Mais, les portes refermées, comme elle entrait, hésitante, dans le petit salon, elle vit, sans y croire, que Laurent la suivait.

Il la laissa s’asseoir dans le fauteuil, au coin du petit feu dansant, puis il fit un grand pas vers elle. Elle crut qu’elle allait s’évanouir. «Ça y est!... Il a quelque chose à me dire! Il me pardonne. Oh! mon Dieu! mon Dieu!...»

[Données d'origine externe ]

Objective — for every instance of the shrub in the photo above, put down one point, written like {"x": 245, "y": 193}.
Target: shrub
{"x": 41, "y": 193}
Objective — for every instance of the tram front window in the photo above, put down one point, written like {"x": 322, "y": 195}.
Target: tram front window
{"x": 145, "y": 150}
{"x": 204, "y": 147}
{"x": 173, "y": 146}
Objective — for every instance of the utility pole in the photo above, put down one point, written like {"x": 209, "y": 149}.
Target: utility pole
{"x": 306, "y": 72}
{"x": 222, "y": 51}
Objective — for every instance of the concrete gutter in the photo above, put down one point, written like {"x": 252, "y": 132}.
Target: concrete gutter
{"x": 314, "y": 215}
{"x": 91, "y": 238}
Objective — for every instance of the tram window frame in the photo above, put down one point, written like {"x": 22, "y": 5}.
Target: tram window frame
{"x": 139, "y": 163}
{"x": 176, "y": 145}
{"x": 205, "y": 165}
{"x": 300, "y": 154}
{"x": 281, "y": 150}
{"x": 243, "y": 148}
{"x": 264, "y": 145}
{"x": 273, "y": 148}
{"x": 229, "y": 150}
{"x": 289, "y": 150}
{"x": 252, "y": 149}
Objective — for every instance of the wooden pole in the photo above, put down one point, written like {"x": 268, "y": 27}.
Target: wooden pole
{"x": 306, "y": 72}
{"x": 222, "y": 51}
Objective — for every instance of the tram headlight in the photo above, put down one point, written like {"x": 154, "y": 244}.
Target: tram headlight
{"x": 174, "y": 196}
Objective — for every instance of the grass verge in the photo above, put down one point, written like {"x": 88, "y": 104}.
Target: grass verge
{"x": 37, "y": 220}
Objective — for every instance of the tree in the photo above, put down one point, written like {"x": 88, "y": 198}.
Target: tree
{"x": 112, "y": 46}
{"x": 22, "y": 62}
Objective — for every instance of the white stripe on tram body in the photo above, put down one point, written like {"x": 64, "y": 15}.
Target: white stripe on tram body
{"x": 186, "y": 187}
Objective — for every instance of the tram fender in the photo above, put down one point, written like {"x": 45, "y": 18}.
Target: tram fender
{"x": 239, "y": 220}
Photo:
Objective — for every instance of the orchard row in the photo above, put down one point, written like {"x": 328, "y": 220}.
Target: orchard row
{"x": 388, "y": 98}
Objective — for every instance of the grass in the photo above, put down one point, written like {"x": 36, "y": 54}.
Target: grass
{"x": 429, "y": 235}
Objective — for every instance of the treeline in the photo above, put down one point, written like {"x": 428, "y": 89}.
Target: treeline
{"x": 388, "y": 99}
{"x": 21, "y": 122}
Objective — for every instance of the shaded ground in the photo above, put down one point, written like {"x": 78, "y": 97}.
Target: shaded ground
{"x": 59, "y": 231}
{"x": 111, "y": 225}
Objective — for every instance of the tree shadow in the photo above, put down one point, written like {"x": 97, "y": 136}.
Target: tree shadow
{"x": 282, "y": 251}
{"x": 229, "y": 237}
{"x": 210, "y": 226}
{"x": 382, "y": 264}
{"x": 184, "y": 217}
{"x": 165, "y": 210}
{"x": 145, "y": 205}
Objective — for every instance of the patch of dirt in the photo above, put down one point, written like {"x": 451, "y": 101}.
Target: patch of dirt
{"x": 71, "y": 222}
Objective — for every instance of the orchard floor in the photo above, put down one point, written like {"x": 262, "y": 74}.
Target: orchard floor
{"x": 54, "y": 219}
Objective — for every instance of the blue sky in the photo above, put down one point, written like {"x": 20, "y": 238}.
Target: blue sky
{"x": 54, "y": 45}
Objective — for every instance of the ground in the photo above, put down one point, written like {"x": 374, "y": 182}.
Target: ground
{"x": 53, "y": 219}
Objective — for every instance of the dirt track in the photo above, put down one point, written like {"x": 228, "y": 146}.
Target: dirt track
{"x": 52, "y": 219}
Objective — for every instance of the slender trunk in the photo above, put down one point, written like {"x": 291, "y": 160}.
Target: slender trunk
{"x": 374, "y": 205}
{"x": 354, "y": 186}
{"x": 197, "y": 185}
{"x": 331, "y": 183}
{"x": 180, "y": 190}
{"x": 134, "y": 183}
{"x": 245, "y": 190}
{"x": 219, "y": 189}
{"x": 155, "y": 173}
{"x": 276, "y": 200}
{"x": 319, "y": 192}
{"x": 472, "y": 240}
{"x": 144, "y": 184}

Il eut son geste de petit bouc, pour rejeter en arrière la touffe des boucles noires. Le feu l’éclairait d’un côté, lueur sur la bouche violente, lueur dans le grand œil gris, large ouvert. La tête levée, Mᵐᵉ Carmin subit tout entier le regard écrasant du petit, ce regard dont l’étrange puissance faisait trembler, ce regard qui vous prenait vos forces. La brusque voix masculine prononça vite, dans un éclat sourd:

—Je veux de l’argent!

Elle tressaillit des pieds à la tête. Elle n’avait pas le temps de comprendre qu’il n’était venu que pour cela. Mais elle sentait se déchirer son cœur. Humblement, ses yeux obéirent. Elle murmura, consternée d’entendre sa propre voix prononcer cela:

—Bien, Laurent, je vais t’en donner...

Elle s’était levée. Avec des mouvements d’automate, elle alluma la bougie. Il la regarda passer, les yeux mauvais, la bouche serrée. Quand elle revint, il tendit la main sans mot dire. C’était un billet de cent francs. Il le prit, l’examina, l’enfonça dans sa poche. Trois grands pas sur le tapis. Il était sorti du salon.

A l’aube, le ronflement de l’auto réveilla la maison. Mᵐᵉ Carmin s’était précipitée à la fenêtre. Elle ne vit que la queue de la voiture disparaissant au tournant.